Not surprisingly, such initiatives betray no understanding of how academia actually works.  I have never understood why they can't just try to make arguments for their views.  

Conservative thoughts

Perhaps this person could be nominated for the Self-Refuting Chair of Logic:

“The University of Colorado is considering a $9 million program to bring high-profile conservatives to teach on the left-leaning Boulder campus.”

From this affirmative action hire the occupant could rail against university education, intellectualism, and affirmative action.   

**h/t Stanley Fish.

Majoring in Philosophy

This justification for majoring in Philosophy is ironically circular:

When a fellow student at Rutgers University urged Didi Onejeme to try Philosophy 101 two years ago, Ms. Onejeme, who was a pre-med sophomore, dismissed it as “frou-frou.”

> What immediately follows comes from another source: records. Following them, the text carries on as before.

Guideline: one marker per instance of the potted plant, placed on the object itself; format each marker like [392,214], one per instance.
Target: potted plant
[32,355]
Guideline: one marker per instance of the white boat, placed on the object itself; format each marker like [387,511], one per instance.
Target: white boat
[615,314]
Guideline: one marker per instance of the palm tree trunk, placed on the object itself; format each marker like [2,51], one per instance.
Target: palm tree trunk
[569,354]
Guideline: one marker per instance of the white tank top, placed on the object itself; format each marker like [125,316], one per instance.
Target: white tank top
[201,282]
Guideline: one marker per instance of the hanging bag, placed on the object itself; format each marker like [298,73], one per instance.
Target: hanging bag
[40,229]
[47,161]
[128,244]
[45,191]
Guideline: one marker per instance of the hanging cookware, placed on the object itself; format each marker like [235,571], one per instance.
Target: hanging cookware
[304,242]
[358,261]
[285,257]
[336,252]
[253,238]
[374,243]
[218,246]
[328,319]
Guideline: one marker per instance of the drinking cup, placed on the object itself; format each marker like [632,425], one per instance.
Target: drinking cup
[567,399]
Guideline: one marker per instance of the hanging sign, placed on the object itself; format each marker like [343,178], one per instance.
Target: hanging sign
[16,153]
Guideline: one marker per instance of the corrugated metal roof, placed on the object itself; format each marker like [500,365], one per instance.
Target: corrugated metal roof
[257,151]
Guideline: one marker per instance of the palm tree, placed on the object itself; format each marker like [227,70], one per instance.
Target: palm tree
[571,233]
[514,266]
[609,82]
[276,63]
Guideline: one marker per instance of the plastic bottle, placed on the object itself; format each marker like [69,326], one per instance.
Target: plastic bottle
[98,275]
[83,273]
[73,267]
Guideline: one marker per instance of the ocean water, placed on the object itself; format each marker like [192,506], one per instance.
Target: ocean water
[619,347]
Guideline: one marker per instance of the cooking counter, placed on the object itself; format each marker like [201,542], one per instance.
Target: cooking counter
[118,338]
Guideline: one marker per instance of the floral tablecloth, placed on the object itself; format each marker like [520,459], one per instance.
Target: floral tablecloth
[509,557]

“People sitting under trees and talking about stupid stuff — I mean, who cares?” Ms. Onejeme recalled thinking at the time.

But
Ms. Onejeme, now a senior applying to law school, ended up changing her
major to philosophy, which she thinks has armed her with the skills to
be successful. “My mother was like, what are you going to do with
that?” said Ms. Onejeme, 22. “She wanted me to be a pharmacy major, but
I persuaded her with my argumentative skills.”

If anything, a philosophy major will help you find an argument to justify your being a philosophy major.